統合マネジメントは「プロジェクト憲章とは何か」を暗記する分野ではなく、プロジェクトの実行中に変更要求(仕様変更・追加要望・前提条件の変化)が発生したとき、PMがどの手順で受理・評価・承認・反映すべきかを判断する力が問われます。プロジェクトは計画どおりに進まないことの方が普通であり、変更そのものを禁止するのではなく、変更を統制されたプロセスで管理することが統合マネジメントの本質です。無秩序に変更を受け入れるとスコープクリープや品質低下を招き、逆に変更を一切受け付けなければ顧客満足やビジネス価値を損ないます。
1.2.1プロジェクト憲章と全体計画
- プロジェクト憲章=プロジェクトの存在を正式に認可し、PMに資源を使用する権限を付与する文書。プロジェクトの目的・概要・主要な制約・スポンサーなどを定める、プロジェクト立上げ時の最初の合意点。憲章がなければPMは正式な権限を持たないまま活動することになる。
- プロジェクト全体計画(マネジメント計画)=スコープ・スケジュール・コスト・品質・資源・リスク等、各知識エリアの計画を統合した、プロジェクトをどう実行・監視・終結するかの基準となる文書。実行中の判断や変更の要否は、この計画(ベースライン)との差異を基準に評価される。
1.2.2統合変更管理と構成管理
- 統合変更管理=発生した変更要求を、(1)変更要求として正式に記録する→(2)スコープ・スケジュール・コスト・品質・リスクへの影響を評価する→(3)変更管理委員会(CCB)等で承認/却下/保留を決定する→(4)承認された変更のみをベースラインへ反映する、という一連の統制されたプロセス。口頭合意や非公式な対応で計画を変更しないことが原則。

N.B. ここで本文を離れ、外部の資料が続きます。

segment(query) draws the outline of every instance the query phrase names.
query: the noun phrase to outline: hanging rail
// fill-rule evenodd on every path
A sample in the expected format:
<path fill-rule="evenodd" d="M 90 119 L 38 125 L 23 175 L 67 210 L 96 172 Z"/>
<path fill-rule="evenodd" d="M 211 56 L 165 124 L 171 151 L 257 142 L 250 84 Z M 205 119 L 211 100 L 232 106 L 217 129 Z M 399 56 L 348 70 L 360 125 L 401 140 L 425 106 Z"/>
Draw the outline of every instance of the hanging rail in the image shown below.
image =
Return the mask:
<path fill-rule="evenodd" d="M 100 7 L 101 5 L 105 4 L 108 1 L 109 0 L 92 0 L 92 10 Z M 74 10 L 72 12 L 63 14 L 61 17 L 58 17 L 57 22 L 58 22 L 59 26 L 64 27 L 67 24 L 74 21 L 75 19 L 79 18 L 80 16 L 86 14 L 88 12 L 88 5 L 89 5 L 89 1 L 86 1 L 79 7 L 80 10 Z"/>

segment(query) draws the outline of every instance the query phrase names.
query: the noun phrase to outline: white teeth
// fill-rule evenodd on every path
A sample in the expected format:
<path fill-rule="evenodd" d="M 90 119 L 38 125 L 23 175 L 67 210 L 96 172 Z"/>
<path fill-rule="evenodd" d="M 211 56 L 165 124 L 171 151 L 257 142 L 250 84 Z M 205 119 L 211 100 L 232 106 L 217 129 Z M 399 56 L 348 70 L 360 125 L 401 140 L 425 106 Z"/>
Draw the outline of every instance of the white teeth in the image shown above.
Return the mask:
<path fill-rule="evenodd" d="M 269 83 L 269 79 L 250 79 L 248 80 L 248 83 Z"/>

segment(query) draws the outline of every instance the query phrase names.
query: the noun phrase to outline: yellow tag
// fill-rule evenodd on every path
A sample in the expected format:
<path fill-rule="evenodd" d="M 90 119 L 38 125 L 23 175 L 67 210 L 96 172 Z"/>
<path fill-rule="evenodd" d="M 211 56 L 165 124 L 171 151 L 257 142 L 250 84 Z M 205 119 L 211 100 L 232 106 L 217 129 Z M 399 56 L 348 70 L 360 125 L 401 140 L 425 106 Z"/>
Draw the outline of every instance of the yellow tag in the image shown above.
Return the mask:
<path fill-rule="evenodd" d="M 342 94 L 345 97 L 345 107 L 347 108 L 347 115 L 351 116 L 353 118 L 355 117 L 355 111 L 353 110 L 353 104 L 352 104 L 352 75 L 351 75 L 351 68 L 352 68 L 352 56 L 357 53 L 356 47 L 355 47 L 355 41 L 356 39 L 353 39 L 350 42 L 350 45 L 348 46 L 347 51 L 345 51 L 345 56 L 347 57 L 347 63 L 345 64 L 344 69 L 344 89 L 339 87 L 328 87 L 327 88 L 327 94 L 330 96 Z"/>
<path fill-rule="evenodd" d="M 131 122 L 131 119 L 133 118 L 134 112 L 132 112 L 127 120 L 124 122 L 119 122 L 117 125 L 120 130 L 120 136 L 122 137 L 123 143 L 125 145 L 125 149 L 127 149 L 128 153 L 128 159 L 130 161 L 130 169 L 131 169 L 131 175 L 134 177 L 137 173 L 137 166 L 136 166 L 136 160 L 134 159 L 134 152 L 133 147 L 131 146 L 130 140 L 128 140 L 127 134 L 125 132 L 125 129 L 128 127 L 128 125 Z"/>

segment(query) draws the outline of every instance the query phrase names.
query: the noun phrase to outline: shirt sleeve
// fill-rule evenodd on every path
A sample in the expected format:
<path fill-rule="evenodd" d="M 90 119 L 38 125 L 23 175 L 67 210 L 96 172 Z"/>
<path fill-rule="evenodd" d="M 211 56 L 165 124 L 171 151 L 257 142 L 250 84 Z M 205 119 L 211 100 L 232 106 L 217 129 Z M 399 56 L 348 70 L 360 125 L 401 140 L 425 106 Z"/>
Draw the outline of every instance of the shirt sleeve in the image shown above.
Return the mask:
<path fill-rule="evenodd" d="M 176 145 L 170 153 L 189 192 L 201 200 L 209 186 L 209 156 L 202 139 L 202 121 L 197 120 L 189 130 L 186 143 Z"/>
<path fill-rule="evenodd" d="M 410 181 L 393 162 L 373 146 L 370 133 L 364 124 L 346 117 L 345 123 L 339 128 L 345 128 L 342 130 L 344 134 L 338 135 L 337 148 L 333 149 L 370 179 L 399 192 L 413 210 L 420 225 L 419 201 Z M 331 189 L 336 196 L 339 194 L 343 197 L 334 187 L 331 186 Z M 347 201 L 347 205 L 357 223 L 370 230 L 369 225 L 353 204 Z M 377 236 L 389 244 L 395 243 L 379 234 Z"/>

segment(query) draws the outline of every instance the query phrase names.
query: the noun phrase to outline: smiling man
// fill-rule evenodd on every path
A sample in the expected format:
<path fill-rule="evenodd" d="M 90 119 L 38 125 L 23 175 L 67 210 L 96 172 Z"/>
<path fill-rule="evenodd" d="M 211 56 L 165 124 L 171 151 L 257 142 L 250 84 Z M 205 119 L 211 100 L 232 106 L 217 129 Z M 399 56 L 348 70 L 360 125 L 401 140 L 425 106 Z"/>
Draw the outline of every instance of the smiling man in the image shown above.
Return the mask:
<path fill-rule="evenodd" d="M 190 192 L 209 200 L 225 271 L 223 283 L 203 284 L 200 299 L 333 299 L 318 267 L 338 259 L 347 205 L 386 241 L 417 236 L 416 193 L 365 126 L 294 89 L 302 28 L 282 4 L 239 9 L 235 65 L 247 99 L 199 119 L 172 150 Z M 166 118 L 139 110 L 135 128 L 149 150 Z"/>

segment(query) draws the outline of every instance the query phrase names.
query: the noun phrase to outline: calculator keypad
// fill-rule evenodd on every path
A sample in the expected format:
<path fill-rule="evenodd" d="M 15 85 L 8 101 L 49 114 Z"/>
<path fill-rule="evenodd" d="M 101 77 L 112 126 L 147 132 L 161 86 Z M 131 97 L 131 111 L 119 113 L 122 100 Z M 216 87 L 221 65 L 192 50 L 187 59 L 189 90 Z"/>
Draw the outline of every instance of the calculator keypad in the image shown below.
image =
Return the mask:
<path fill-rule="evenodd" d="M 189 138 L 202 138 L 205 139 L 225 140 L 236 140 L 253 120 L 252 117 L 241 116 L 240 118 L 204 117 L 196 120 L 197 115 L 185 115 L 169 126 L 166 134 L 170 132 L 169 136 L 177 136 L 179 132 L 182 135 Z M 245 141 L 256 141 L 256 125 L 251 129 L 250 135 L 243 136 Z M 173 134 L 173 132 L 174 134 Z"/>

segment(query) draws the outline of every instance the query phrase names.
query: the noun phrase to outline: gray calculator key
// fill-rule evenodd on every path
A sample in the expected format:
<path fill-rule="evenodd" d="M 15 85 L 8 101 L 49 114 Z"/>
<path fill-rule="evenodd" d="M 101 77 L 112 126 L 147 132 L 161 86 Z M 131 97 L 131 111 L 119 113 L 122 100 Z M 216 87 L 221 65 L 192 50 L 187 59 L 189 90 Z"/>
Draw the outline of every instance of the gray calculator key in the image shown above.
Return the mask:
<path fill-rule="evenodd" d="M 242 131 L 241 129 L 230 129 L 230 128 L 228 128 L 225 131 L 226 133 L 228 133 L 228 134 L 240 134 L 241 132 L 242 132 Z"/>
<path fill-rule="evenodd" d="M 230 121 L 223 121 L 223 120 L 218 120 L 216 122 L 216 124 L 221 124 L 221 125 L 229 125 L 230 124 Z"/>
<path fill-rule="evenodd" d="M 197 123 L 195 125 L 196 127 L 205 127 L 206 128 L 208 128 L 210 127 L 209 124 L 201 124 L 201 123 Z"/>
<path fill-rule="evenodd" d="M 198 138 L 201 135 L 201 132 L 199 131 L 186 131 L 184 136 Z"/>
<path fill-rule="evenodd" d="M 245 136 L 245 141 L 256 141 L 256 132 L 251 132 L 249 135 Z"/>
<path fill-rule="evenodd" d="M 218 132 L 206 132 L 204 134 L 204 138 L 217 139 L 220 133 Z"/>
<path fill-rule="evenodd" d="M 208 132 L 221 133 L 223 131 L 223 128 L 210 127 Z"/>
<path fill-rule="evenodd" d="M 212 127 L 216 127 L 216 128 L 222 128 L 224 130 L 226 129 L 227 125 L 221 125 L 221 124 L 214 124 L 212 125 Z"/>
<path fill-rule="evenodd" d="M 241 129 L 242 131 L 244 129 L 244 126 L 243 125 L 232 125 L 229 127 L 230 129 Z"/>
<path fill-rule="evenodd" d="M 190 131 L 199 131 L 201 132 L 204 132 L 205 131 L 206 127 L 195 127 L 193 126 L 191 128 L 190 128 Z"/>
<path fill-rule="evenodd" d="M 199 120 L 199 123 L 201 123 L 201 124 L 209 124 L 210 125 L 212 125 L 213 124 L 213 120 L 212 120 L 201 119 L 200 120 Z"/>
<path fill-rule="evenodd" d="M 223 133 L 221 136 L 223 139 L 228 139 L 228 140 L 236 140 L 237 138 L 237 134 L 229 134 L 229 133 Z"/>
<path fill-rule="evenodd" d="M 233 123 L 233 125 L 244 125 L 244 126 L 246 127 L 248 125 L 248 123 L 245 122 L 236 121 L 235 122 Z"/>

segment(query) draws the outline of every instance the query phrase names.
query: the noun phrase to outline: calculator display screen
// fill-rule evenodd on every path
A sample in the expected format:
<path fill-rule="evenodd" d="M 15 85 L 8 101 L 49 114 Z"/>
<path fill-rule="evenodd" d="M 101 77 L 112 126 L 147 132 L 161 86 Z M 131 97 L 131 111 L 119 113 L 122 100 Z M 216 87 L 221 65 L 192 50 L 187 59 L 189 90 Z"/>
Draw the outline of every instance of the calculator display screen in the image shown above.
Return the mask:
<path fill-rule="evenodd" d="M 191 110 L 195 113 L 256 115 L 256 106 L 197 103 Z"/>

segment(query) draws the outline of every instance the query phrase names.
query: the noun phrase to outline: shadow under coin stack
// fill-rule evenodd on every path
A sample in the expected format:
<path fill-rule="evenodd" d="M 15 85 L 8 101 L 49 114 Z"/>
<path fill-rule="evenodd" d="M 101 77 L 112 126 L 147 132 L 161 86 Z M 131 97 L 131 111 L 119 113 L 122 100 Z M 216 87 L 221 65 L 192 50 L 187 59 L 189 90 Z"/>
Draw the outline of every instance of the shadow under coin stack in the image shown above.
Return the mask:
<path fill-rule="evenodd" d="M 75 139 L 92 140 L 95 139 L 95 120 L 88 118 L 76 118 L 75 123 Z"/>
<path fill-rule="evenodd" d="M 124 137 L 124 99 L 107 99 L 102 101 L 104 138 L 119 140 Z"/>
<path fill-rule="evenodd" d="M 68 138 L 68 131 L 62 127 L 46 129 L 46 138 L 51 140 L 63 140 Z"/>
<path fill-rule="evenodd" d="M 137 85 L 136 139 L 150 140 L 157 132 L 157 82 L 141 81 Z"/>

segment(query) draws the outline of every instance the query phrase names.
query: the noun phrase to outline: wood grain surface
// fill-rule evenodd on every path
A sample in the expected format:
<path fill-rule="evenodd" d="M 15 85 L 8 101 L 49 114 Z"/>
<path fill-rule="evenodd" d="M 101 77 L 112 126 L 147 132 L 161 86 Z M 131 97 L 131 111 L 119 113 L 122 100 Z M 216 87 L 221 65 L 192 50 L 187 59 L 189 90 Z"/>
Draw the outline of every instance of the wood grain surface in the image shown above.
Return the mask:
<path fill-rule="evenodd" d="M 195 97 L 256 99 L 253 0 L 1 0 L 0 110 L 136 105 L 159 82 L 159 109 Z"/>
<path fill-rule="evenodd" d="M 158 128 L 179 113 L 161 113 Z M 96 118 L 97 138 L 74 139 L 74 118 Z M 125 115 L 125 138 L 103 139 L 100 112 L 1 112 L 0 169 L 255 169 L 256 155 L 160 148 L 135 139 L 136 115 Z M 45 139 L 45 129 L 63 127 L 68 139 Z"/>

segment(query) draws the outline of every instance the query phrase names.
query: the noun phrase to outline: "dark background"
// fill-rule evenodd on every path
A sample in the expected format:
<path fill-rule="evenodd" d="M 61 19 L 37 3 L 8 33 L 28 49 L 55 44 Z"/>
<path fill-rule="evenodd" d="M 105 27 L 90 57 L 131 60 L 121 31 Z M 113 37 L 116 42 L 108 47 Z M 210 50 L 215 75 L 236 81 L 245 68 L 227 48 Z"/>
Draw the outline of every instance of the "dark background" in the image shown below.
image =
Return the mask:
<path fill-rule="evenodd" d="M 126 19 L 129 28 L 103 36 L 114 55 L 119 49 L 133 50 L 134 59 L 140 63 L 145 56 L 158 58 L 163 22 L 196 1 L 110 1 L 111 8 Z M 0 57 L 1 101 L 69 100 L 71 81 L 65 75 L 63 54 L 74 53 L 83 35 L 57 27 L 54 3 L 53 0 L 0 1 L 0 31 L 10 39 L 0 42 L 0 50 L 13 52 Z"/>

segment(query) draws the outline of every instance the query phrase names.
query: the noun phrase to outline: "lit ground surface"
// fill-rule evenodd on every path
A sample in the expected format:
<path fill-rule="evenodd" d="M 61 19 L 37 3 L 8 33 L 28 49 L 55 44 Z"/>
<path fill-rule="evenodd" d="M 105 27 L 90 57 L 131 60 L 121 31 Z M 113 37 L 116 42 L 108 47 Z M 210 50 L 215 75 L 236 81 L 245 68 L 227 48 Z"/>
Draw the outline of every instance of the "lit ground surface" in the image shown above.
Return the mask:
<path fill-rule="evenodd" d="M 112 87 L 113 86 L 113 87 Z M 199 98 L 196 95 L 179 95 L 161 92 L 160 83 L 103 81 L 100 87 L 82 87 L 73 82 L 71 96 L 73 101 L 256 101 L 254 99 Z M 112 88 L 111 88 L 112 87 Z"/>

- 構成管理=成果物やドキュメントのバージョン・状態を管理し、承認された変更だけが正式な構成(ベースライン)に反映されるようにする活動。統合変更管理と対をなし、「今、何が正式な最新版か」を常に一意に特定できる状態を維持する。
「変更要求は記録→影響評価→承認→ベースライン反映の順で統制する」「プロジェクト憲章はPMへの権限付与、全体計画は実行/監視の基準」が最頻出です。現場で非公式に変更を受け入れることの何が問題かを判断させる出題に注意しましょう。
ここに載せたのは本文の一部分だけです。